Remember that guy a few years back that killed a someone on a bus and ate their face? Seen by literally dozens of passengers who watched in horror as well as the bus cam. He was arrested while still on the bus.

It can happen and does. This is but one of many examples. There are times when it can be absolutely, 100%, without any shadow of a doubt, proved that some committed a heinous crime. To think oftherwise is sheer ignorance. You come off as a child.

[–] [email protected] 1 points 25 minutes ago

Public mass shootings is a good start for a baseline for me.

[–] [email protected] 7 points 8 hours ago (1 children)

I think you can. For example, I am 100% sure that Ethan Crumbley shot his classmates. (That doesn't mean I think he should be executed though).

[–] [email protected] -1 points 2 hours ago (2 children)

With respect, it kind of misses the point to highlight a case where guilt is basically certain. That's not my concern. My concern is the fringe cases with more ambiguity. I think that if there's even a 1% chance that an innocent person is executed, the risk isn't worth it.

[–] [email protected] 3 points 2 hours ago

I don’t believe pointing out a case where certainty is ensured missed the point; rather, it argues the point. He’s giving an example where execution would be okay due to their being absolute certainty, not arguing that it should be the same outcome where there isn’t absolute certainty.

[–] [email protected] 1 points 1 hour ago* (last edited 1 hour ago)

In all of those fringe cases, 12 people thought the person was guilty beyond any reasonable doubt. And beyond any reasonable doubt basically means 100% certainty (ie any doubt is unreasonable).

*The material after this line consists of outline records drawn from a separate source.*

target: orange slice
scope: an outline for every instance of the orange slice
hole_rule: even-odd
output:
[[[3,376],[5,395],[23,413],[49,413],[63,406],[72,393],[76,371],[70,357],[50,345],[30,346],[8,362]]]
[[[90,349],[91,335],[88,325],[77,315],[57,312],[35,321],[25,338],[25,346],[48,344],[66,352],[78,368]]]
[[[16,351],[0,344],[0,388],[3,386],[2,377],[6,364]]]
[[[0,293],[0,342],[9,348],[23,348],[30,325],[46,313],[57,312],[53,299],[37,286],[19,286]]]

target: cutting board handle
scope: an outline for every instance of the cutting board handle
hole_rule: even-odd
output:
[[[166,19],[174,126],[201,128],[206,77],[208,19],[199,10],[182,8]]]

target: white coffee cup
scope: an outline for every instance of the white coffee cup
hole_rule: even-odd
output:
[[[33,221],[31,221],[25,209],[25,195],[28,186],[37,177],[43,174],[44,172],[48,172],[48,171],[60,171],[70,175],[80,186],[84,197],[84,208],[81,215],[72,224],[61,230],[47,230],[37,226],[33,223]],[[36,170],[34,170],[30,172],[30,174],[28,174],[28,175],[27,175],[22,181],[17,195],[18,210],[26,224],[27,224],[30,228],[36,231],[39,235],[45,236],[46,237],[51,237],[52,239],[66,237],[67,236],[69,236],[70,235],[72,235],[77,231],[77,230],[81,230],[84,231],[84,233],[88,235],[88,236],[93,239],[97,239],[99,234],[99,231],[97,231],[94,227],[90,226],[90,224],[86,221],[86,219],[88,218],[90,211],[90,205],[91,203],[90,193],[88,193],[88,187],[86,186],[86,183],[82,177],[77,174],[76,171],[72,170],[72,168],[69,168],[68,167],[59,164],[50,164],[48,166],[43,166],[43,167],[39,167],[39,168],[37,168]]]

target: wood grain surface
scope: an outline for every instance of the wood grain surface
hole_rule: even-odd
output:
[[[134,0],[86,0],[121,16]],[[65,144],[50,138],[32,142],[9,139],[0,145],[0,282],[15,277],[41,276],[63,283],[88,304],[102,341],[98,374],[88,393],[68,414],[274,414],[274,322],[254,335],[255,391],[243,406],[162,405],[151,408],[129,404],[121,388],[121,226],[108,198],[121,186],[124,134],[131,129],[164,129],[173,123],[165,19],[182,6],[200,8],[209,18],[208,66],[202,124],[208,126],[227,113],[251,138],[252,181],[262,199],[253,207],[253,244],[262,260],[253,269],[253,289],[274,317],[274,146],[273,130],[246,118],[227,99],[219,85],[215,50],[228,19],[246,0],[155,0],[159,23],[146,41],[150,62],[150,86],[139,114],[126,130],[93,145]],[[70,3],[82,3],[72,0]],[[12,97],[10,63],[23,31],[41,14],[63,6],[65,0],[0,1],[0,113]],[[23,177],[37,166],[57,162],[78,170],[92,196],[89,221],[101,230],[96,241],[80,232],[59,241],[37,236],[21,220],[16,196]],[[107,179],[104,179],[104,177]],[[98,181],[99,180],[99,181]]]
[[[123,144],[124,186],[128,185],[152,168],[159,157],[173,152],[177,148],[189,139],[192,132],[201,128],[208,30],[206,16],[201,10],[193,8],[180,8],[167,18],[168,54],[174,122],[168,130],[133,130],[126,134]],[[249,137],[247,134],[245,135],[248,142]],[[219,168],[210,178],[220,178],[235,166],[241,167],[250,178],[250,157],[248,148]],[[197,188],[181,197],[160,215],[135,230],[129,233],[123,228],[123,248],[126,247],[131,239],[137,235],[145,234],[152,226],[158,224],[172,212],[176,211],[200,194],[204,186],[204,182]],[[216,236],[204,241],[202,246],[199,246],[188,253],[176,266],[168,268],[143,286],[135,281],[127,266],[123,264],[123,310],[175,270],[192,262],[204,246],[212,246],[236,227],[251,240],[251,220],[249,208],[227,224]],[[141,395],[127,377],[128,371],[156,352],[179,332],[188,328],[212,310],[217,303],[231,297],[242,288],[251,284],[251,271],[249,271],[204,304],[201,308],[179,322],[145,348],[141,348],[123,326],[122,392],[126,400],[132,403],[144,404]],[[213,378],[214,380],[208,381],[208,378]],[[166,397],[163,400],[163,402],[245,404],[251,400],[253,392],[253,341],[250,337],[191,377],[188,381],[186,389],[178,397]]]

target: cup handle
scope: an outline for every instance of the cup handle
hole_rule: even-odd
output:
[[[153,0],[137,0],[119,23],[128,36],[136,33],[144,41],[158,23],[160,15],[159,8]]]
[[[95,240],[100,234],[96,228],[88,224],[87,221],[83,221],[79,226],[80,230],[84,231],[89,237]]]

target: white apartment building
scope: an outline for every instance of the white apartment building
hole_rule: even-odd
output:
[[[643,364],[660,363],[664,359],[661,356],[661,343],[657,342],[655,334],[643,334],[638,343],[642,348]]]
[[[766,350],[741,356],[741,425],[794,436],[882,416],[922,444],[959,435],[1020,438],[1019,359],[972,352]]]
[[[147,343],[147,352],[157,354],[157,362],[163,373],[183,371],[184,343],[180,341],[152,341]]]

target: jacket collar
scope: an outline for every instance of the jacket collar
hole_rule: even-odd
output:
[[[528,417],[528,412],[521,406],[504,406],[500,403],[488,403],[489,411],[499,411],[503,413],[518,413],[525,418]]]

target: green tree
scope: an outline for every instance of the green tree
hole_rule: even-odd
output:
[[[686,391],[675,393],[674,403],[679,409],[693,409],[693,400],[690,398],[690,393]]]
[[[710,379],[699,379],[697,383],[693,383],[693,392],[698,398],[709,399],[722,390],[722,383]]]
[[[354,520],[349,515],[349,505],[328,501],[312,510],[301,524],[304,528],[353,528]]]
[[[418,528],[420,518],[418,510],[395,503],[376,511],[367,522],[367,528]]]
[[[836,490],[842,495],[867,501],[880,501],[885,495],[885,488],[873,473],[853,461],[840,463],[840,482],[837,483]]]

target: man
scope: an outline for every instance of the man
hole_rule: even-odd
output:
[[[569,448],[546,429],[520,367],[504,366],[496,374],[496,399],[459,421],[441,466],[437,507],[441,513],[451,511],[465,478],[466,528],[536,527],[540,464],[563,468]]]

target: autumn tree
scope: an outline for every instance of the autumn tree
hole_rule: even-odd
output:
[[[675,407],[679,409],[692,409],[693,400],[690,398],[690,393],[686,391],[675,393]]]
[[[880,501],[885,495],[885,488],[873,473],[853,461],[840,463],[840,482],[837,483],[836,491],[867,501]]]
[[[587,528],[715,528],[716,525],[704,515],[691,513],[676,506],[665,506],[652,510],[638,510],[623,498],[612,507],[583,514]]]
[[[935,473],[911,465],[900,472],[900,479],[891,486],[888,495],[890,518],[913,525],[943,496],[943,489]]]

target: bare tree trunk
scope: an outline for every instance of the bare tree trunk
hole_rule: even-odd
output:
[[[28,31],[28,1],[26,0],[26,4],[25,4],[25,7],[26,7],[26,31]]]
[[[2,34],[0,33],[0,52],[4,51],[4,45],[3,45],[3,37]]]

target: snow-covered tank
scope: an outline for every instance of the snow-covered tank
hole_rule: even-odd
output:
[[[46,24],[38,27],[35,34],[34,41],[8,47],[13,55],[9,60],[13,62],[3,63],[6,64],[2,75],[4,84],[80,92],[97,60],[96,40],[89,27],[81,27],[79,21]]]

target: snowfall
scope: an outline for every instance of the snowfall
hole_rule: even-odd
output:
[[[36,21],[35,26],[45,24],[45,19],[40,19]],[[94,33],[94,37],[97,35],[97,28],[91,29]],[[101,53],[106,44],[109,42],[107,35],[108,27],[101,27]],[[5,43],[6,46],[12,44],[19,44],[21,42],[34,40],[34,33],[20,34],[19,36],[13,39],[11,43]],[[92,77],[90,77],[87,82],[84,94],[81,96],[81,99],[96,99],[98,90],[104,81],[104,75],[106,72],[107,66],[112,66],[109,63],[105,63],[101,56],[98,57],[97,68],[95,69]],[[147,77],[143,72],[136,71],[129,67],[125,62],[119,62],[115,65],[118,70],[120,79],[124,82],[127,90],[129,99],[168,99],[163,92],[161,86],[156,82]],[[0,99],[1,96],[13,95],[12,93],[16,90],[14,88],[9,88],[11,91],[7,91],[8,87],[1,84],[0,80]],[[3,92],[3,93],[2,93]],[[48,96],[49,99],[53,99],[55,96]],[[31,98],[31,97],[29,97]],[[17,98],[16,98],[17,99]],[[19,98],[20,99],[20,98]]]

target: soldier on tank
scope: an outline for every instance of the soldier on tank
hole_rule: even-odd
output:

People who think it's ok to execute someone when guilt is "100% certain" are the people who designed the current system.

[–] [email protected] 8 points 8 hours ago

Nowadays people just want to see other people burn

[–] [email protected] 26 points 8 hours ago* (last edited 7 hours ago) (1 children)

Knowing about how deeply police intimidate, manipulate, and gaslight inmates/people in custody to get these confessions, both confessions should be under deep scrutiny.

"Criminals" intimated into confession is literally just the police refusing to do their actual jobs and using emotional and mental manipulation to "crack the case." They didn't find the killer, they just bullied a plausible suspect into "admitting" they did it.

Fucking sickening.

[–] [email protected] 15 points 7 hours ago (1 children)

Confessions in police custody without being verified as voluntarily provided by defense counsel should not be admissible in court as a confession.

The death penalty should be abolished.

Appeals should have the same reasonable doubt standard as a trail. If new information introduces reasonable doubt is juat as important as whether they followed procedures during the trial. The whole idea that 'it should have been introduced at trial' is commonly used to dismiss appeals based on evidence that was excluded or not available at the time, especially for defendents that can't afford high priced lawyers.